Statistics from Altmetric.com
- CONSORT, consolidated standards of reporting trials
- EBM, evidence based medicine
- PCDAI, paediatric Crohn’s disease activity index
- RCT, randomised controlled trial
- evidence based medicine
- hierarchy of evidence
- randomised controlled trial
- random allocation
- critical appraisal
In the first article of the series,1 I described evidence based medicine (EBM) as a systematic approach to clinical problem solving, which allows the integration of the best available research evidence with clinical expertise and patient values. In this article, I will explain the hierarchy of evidence in assessing the effectiveness of interventions or treatments, and discuss the randomised controlled trial, the gold standard for evaluating the effectiveness of interventions.
HIERARCHY OF EVIDENCE
It is well recognised that some research designs are more powerful than others in their ability to answer research questions on the effectiveness of interventions. This notion has given rise to the concept of “hierarchy of evidence”. The hierarchy provides a framework for ranking evidence that evaluates health care interventions and indicates which studies should be given most weight in an evaluation where the same question has been examined using different types of study.2
Figure 1 illustrates such a hierarchy. The ranking has an evolutionary order, moving from simple observational methods at the bottom, through to increasingly rigorous methodologies. The pyramid shape is used to illustrate the increasing risk of bias inherent in study designs as one goes down the pyramid.3 The randomised controlled trial (RCT) is considered to provide the most reliable evidence on the effectiveness of interventions because the processes used during the conduct of an RCT minimise the risk of confounding factors influencing the results. Because of this, the findings generated by RCTs are likely to be closer to the true effect than the findings generated by other research methods.4
The hierarchy implies that when we are looking for evidence on the effectiveness of interventions or treatments, properly conducted systematic reviews of RCTs with or without meta-analysis or properly conducted RCTs will provide the most powerful form of evidence.3 For example, if you want to know whether there is good evidence that children with meningitis should be given corticosteroids or not, the best articles to look for would be systematic reviews or RCTs.
WHAT IS A RANDOMISED CONTROLLED TRIAL?
An RCT is a type of study in which participants are randomly assigned to one of two or more clinical interventions. The RCT is the most scientifically rigorous method of hypothesis testing available,5 and is regarded as the gold standard trial for evaluating the effectiveness of interventions.6 The basic structure of an RCT is shown in fig 2.
A sample of the population of interest is randomly allocated to one or another intervention and the two groups are followed up for a specified period of time. Apart from the interventions being compared, the two groups are treated and observed in an identical manner. At the end of the study, the groups are analysed in terms of outcomes defined at the outset. The results from, say, the treatment A group are compared with results from the treatment B group. As the groups are treated identically apart from the intervention received, any differences in outcomes are attributed to the trial therapy.6
WHY A RANDOMISED CONTROLLED TRIAL?
The main purpose of random assignment is to prevent selection bias by distributing the characteristics of patients that may influence the outcome randomly between the groups, so that any difference in outcome can be explained only by the treatment.7 Thus random allocation makes it more likely that there will be balancing of baseline systematic differences between intervention groups with regard to known and unknown factors—such as age, sex, disease activity, and duration of disease—that may affect the outcome.

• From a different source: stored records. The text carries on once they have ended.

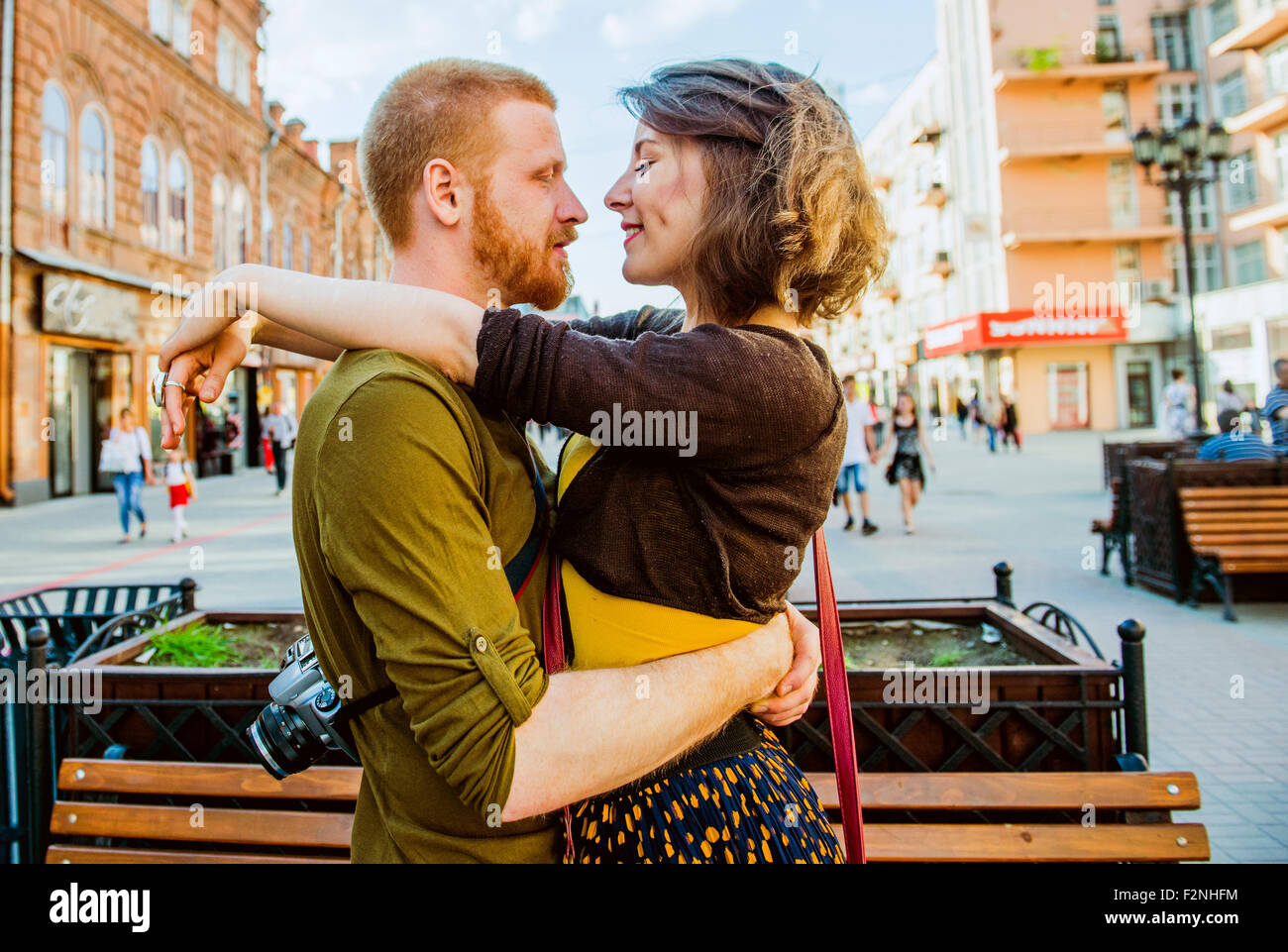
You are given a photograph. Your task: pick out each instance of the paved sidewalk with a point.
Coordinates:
(1031, 509)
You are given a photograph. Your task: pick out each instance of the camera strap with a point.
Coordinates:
(518, 574)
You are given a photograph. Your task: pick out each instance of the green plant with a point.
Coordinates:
(193, 646)
(948, 659)
(1039, 58)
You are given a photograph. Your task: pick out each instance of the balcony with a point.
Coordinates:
(1265, 215)
(1262, 117)
(926, 134)
(935, 196)
(1082, 72)
(1024, 142)
(1074, 226)
(1257, 33)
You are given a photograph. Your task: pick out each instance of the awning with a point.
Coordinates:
(1020, 327)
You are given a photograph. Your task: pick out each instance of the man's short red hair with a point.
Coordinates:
(436, 110)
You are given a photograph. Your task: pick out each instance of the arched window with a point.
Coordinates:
(150, 174)
(219, 222)
(176, 208)
(94, 169)
(241, 227)
(180, 26)
(53, 154)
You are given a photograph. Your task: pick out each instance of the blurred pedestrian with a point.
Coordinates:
(859, 443)
(281, 430)
(991, 415)
(1228, 399)
(1233, 443)
(909, 443)
(1010, 423)
(1276, 404)
(127, 454)
(1177, 398)
(183, 489)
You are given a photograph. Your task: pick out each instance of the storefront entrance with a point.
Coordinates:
(1140, 393)
(85, 393)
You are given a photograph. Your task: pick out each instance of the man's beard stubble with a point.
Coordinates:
(520, 269)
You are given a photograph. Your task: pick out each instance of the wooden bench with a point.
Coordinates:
(1113, 531)
(1234, 530)
(1132, 815)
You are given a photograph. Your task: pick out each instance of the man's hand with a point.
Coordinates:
(202, 370)
(797, 689)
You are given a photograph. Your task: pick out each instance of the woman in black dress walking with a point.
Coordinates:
(909, 442)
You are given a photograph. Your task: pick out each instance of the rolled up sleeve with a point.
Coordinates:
(406, 531)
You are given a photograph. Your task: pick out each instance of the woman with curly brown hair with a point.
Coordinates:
(709, 440)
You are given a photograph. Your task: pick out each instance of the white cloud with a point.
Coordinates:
(535, 18)
(658, 20)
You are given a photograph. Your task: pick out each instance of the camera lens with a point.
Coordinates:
(283, 742)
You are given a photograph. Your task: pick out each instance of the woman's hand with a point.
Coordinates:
(210, 312)
(201, 371)
(793, 695)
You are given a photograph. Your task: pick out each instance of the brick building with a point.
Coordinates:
(140, 159)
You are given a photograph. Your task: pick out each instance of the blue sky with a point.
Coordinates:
(327, 60)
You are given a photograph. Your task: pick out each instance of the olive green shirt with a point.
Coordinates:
(407, 502)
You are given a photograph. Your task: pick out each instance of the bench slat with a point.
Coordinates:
(1237, 491)
(84, 856)
(1234, 504)
(1017, 792)
(1064, 843)
(257, 827)
(1218, 540)
(185, 779)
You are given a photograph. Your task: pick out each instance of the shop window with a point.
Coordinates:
(1232, 93)
(1240, 183)
(1249, 263)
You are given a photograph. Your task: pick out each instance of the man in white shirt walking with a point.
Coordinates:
(281, 429)
(859, 446)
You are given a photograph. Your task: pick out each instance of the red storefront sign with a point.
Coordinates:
(1014, 327)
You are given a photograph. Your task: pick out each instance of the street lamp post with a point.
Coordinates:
(1181, 156)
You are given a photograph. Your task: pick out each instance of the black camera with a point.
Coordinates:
(304, 720)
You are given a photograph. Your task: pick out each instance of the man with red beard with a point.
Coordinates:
(416, 517)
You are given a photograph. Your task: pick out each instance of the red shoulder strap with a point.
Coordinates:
(553, 656)
(838, 715)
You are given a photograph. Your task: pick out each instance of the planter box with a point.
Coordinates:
(1061, 715)
(172, 712)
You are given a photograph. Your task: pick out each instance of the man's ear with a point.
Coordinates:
(443, 191)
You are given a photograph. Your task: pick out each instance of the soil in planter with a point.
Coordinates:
(228, 644)
(884, 644)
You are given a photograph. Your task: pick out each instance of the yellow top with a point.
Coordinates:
(610, 631)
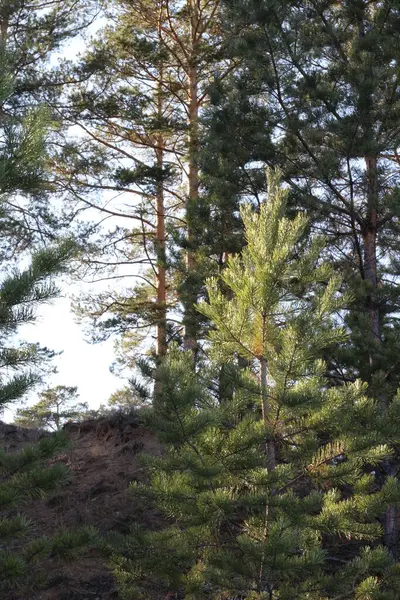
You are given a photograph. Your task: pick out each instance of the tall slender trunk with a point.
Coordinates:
(161, 334)
(270, 453)
(391, 534)
(191, 317)
(369, 238)
(4, 23)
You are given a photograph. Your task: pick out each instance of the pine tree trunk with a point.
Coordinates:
(161, 269)
(270, 445)
(191, 317)
(369, 238)
(391, 535)
(270, 452)
(161, 334)
(4, 22)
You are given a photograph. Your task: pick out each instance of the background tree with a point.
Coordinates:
(148, 74)
(32, 33)
(125, 400)
(324, 97)
(56, 406)
(27, 474)
(261, 489)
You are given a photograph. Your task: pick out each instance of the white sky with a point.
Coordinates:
(82, 364)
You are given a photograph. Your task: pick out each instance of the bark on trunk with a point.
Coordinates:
(391, 534)
(191, 317)
(271, 455)
(369, 237)
(161, 334)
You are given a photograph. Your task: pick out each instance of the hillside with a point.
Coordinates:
(103, 460)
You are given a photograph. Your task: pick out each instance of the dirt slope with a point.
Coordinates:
(103, 460)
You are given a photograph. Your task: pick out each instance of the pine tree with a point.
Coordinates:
(324, 93)
(148, 76)
(25, 475)
(270, 494)
(31, 34)
(55, 407)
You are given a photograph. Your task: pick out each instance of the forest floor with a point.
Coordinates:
(103, 461)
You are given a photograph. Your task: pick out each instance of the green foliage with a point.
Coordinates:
(125, 400)
(268, 487)
(29, 474)
(55, 407)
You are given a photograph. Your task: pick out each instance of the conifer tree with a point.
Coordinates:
(55, 407)
(270, 494)
(148, 74)
(27, 474)
(31, 34)
(324, 96)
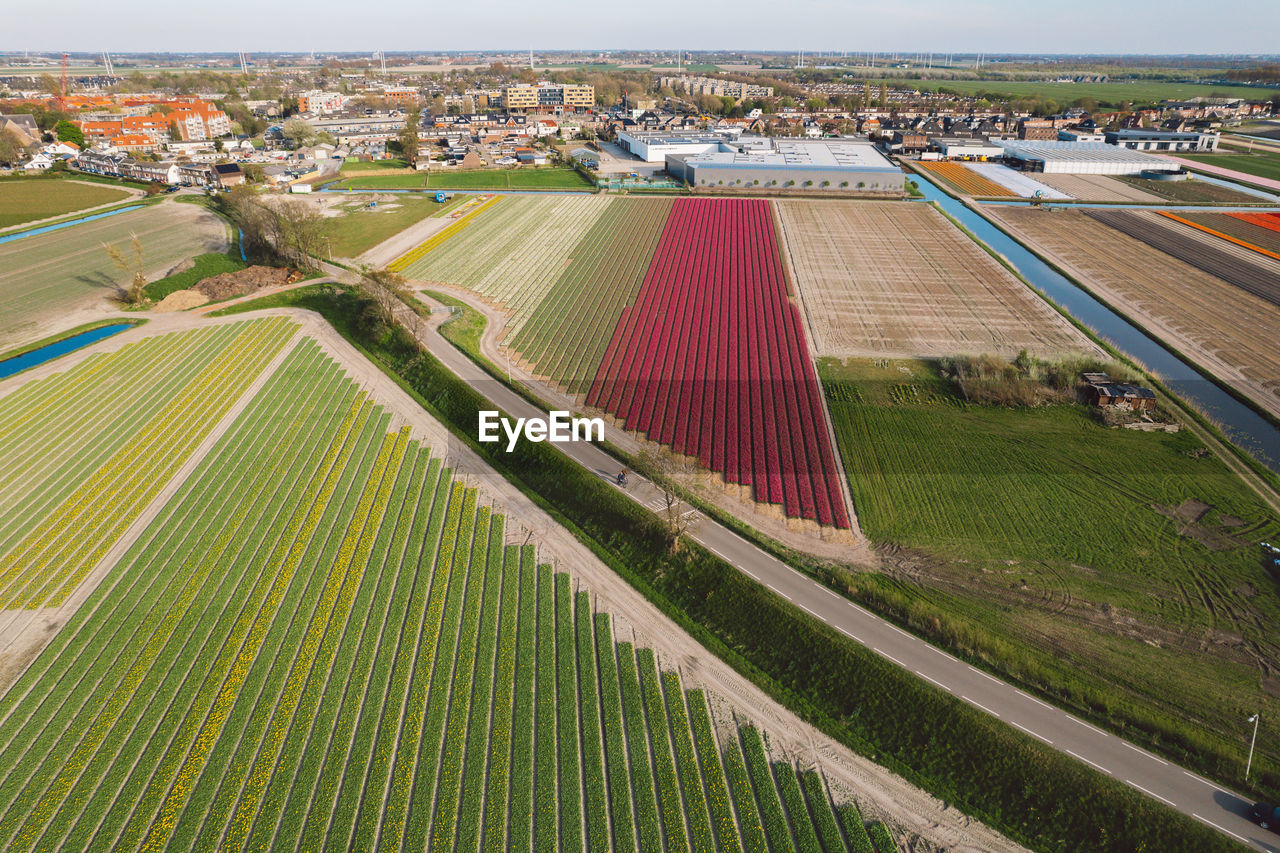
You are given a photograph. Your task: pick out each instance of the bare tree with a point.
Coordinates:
(673, 475)
(298, 232)
(132, 264)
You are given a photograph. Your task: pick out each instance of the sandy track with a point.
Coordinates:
(1096, 187)
(1197, 313)
(45, 277)
(922, 821)
(892, 278)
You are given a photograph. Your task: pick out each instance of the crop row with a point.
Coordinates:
(566, 334)
(54, 446)
(712, 360)
(113, 496)
(323, 642)
(515, 252)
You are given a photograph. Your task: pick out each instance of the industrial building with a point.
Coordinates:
(1080, 158)
(967, 149)
(757, 163)
(713, 86)
(656, 146)
(548, 95)
(1138, 140)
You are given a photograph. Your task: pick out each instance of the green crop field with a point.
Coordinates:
(46, 277)
(513, 250)
(1115, 569)
(327, 641)
(566, 332)
(1109, 92)
(1262, 165)
(117, 443)
(351, 164)
(31, 200)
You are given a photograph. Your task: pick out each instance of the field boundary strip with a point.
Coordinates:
(415, 254)
(1217, 233)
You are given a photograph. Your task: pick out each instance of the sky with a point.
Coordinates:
(941, 26)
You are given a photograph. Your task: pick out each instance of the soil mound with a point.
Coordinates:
(247, 281)
(179, 301)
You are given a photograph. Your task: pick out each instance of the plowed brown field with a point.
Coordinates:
(892, 278)
(1216, 324)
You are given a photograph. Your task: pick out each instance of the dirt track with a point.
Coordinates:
(899, 279)
(1226, 331)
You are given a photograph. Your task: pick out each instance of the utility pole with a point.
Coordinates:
(1249, 765)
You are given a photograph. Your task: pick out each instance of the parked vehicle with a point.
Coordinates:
(1266, 816)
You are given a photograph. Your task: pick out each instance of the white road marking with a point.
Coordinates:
(1089, 726)
(1220, 828)
(890, 657)
(979, 705)
(974, 669)
(1151, 793)
(1034, 734)
(933, 680)
(1205, 781)
(1043, 705)
(1146, 753)
(1087, 761)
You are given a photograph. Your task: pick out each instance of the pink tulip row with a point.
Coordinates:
(712, 360)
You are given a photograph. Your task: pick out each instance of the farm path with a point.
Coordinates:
(928, 822)
(764, 518)
(133, 195)
(1112, 756)
(23, 632)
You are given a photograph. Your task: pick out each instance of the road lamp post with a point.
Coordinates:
(1249, 765)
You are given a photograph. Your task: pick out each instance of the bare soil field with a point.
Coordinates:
(891, 278)
(45, 278)
(1235, 226)
(1197, 313)
(1096, 187)
(1243, 268)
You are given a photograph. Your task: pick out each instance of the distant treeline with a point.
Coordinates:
(1260, 74)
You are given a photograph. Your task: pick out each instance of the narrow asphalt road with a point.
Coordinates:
(1173, 785)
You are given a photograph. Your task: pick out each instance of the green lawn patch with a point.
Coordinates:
(1192, 191)
(1028, 790)
(351, 164)
(521, 178)
(204, 267)
(383, 182)
(1069, 556)
(32, 200)
(1261, 164)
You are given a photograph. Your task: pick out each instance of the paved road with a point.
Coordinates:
(1187, 792)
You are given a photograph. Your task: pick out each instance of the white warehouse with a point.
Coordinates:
(653, 146)
(1082, 158)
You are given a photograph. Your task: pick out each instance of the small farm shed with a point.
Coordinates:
(1104, 392)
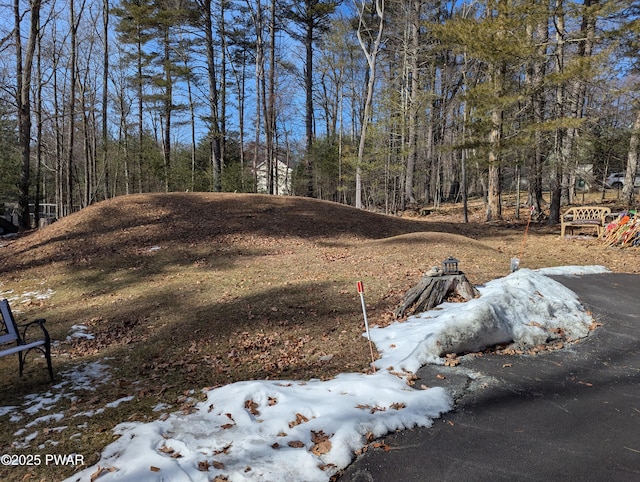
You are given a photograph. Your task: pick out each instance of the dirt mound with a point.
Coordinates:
(131, 225)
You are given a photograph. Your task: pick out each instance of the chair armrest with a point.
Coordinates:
(40, 322)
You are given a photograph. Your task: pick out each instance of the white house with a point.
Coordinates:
(282, 173)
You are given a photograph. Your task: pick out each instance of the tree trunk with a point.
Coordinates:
(632, 163)
(371, 60)
(433, 289)
(23, 101)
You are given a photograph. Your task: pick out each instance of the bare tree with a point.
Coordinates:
(370, 46)
(24, 68)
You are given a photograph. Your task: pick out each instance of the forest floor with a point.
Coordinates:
(166, 294)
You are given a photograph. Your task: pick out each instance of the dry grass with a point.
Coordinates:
(184, 291)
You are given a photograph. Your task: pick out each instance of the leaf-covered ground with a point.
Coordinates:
(184, 291)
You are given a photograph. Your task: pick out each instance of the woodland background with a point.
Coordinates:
(381, 104)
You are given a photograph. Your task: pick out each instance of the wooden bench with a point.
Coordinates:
(11, 332)
(584, 217)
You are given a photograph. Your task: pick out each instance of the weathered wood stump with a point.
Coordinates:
(433, 289)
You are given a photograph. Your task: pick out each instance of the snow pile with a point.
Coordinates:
(270, 430)
(291, 430)
(525, 307)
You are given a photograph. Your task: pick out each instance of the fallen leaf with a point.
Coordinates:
(299, 420)
(252, 407)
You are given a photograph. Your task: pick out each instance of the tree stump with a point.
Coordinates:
(433, 289)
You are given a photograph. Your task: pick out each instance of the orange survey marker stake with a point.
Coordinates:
(366, 322)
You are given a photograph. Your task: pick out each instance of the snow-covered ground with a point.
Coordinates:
(308, 430)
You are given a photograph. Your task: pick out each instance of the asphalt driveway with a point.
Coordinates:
(570, 415)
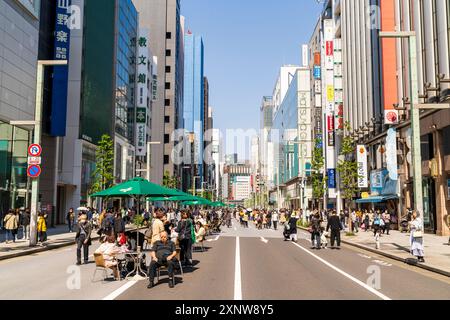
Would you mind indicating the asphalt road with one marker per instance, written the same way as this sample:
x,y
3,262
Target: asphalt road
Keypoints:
x,y
246,264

APPRAISING A RANDOMISED CONTROLLED TRIAL
When you are reading an RCT article, the answers to a few questions will help you decide whether you can trust the results of the study and whether you can apply the results to your patient or population. Issues to consider when reading an RCT may be condensed into three important areas8:
the validity of the trial methodology;
the magnitude and precision of the treatment effect;
the applicability of the results to your patient or population.
A list of 10 questions that may be used for critical appraisal of an RCT in all three areas is given in box 1.9
Box 1: Questions to consider when assessing an RCT9
Did the study ask a clearly focused question?
Was the study an RCT and was it appropriately so?
Were participants appropriately allocated to intervention and control groups?
Were participants, staff, and study personnel blind to participants’ study groups?
Were all the participants who entered the trial accounted for at its conclusion?
Were participants in all groups followed up and data collected in the same way?
Did the study have enough participants to minimise the play of chance?
How are the results presented and what are the main results?
How precise are the results?
Were all important outcomes considered and can the results be applied to your local population?
ASSESSING THE VALIDITY OF TRIAL METHODOLOGY
Focused research question
It is important that research questions be clearly defined at the outset. The question should be focused on the problem of interest, and should be framed in such a way that even somebody who is not a specialist in the field would understand why the study was undertaken.
Randomisation refers to the process of assigning study participants to experimental or control groups at random such that each participant has an equal probability of being assigned to any given group.10 The main purpose of randomisation is to eliminate selection bias and balance known and unknown confounding factors in order to create a control group that is as similar as possible to the treatment group.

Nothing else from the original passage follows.